Firstly, hospitals need to demonstrate a clear commitment to tackling AMR in children, with progress reported at trust and national level. A national mandate that requires acute trusts to separately report their paediatric data on AMR would improve the quality of data we have, allowing us to gain a more granular understanding of the problem and its potential solutions. In the first instance, hospitals participating in the UK Health Security Agency’s 2023 National Point Prevalence Survey of Healthcare Associated Infections and Antimicrobial Use in England should be strongly encouraged to collect data on children as well as adults.
Routine reporting of antimicrobial prescribing must use metrics that are appropriate for all ages, including children. We suggest the use of days of therapy per 1000 patient days (or a similar denominator), in line with current evidence based recommendations.101112 Primary care data on antibiotic use are already reported by age group, including children, but a similar approach is required in secondary care. We recommend that the UK Department of Health and Social Care defines a minimal dataset that trusts must report, encompassing rates of antimicrobial use, AMR, and hospital acquired infection, which would enable benchmarking between healthcare providers.
Secondly, at present there is little or no funding to support AMS services in secondary or tertiary care paediatric settings. NHS England and other bodies commit money to support AMS activities, yet in many hospitals this funding is exclusively used to support adult AMS. If paediatric services are to sustainably deliver interventions that promote AMS and infection prevention and control, then they will need a ringfenced budget for children.13
Incentives from the Commissioning for Quality and Innovation (CQUIN) framework and NHS England’s quality premium scheme in primary care in the UK have been highly effective overall in reducing antimicrobial prescribing14 and improving infection and prevention control outcomes.
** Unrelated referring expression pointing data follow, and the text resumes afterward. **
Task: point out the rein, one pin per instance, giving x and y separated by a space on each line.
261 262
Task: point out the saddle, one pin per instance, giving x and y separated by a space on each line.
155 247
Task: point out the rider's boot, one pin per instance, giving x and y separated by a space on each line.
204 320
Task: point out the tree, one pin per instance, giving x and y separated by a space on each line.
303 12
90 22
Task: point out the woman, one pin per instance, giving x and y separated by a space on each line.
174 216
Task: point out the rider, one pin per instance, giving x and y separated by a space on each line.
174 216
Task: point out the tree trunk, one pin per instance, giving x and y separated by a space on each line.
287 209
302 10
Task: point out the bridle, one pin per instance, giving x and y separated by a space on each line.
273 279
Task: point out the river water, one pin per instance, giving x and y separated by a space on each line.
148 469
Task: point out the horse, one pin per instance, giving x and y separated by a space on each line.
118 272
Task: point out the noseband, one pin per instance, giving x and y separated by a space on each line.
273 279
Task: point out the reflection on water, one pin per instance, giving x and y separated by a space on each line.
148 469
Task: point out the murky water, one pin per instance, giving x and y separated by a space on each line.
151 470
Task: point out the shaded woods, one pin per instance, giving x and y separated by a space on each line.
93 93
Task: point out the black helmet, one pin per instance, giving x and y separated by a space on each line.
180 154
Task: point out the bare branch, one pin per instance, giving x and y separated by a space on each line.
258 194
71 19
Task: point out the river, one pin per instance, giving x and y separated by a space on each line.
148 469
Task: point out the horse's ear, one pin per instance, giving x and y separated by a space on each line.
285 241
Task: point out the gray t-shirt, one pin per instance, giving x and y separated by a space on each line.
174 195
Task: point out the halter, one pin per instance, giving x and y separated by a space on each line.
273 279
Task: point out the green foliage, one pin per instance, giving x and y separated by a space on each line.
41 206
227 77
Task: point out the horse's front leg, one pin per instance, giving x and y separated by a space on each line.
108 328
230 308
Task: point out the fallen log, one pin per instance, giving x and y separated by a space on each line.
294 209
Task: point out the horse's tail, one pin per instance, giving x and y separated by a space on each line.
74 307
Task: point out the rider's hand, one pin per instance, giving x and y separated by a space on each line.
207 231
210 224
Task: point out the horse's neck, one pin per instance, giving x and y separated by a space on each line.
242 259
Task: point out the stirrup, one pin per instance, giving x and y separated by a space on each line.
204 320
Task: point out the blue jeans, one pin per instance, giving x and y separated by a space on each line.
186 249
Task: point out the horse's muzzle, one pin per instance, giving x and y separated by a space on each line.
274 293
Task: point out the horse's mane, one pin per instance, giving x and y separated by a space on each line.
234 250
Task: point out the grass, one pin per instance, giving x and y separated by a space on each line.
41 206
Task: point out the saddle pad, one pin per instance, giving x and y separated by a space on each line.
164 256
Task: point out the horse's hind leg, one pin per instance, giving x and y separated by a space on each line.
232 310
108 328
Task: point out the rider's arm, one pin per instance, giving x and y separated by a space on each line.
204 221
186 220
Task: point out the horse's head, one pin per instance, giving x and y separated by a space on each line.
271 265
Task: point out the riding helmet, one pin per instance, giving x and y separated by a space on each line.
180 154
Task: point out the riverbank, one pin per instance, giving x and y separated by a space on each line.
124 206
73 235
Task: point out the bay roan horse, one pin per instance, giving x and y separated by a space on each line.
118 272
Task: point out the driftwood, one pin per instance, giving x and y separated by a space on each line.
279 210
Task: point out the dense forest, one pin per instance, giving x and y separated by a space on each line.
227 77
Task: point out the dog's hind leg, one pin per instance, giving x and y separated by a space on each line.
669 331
Yet key targets, such as reducing Clostridioides difficile and urinary tract infections, focus almost exclusively on adults. Targets should be created that are relevant to both children and adults, such as reducing central line associated bloodstream infection rates, and which support AMS efforts in paediatric services.
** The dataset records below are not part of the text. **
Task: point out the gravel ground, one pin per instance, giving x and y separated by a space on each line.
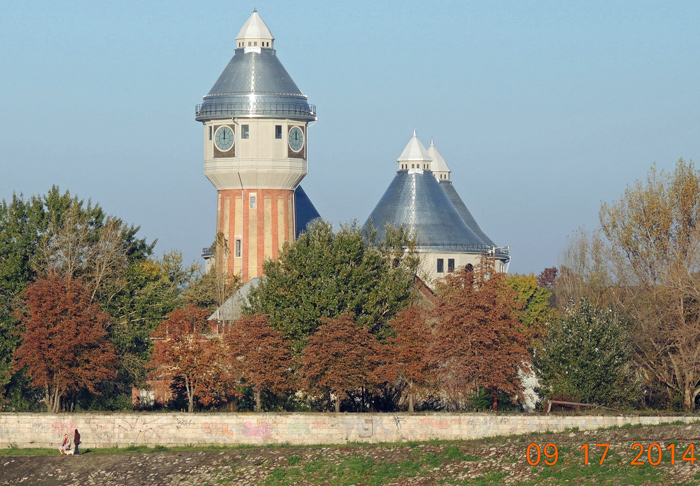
489 461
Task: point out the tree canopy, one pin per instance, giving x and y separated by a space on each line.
341 357
325 274
586 357
183 352
259 356
64 345
477 341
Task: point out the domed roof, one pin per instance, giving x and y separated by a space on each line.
415 199
438 162
304 210
464 211
255 83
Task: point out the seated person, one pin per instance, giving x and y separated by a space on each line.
65 445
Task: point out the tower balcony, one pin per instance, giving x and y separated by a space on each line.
255 109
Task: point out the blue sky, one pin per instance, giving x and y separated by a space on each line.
541 109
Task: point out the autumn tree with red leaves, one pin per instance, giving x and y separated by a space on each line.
64 345
259 356
340 358
476 341
407 350
183 352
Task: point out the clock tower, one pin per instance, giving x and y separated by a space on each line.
255 153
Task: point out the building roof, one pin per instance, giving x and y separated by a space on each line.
438 163
255 84
414 151
254 28
304 211
464 212
415 199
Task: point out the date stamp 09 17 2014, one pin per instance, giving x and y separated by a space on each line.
549 454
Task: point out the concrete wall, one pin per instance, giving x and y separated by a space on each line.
27 430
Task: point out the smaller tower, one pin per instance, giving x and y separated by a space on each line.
442 174
417 200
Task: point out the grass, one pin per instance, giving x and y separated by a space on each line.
483 462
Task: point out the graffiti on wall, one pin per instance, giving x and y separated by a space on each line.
141 428
261 428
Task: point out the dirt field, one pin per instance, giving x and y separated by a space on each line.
483 462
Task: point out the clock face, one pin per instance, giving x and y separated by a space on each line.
296 139
224 139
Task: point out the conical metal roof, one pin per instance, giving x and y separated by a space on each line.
414 151
255 84
255 28
415 199
304 210
463 211
438 162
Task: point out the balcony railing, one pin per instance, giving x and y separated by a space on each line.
260 108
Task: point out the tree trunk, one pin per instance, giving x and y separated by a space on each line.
258 407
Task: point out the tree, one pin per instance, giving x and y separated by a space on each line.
477 341
211 289
182 351
325 274
18 222
59 234
587 357
533 310
406 351
259 356
64 344
151 290
341 357
653 251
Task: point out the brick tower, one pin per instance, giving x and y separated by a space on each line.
255 153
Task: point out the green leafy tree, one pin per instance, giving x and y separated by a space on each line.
58 234
18 243
534 311
587 357
325 274
653 252
151 291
Finally, infection prevention and control efforts must, at a minimum, include neonatal and paediatric intensive care units, as this cohort of patients are at high risk of nosocomial infections with resistant organisms.1516
Children have been neglected in the UK’s national AMR strategy. Yet there are resources that can be drawn on to develop policies that are sensitive to paediatric populations, such as the recent international consensus recommendations on paediatric AMS in hospital settings.17 UK policy makers need to generate a new strategic vision for AMR that recognises the risks to children and redresses the above omissions if we are to slow down the evolution of AMR in children and neonates.
Competing interests: None declared.
Provenance and peer review: Not commissioned; not externally peer reviewed.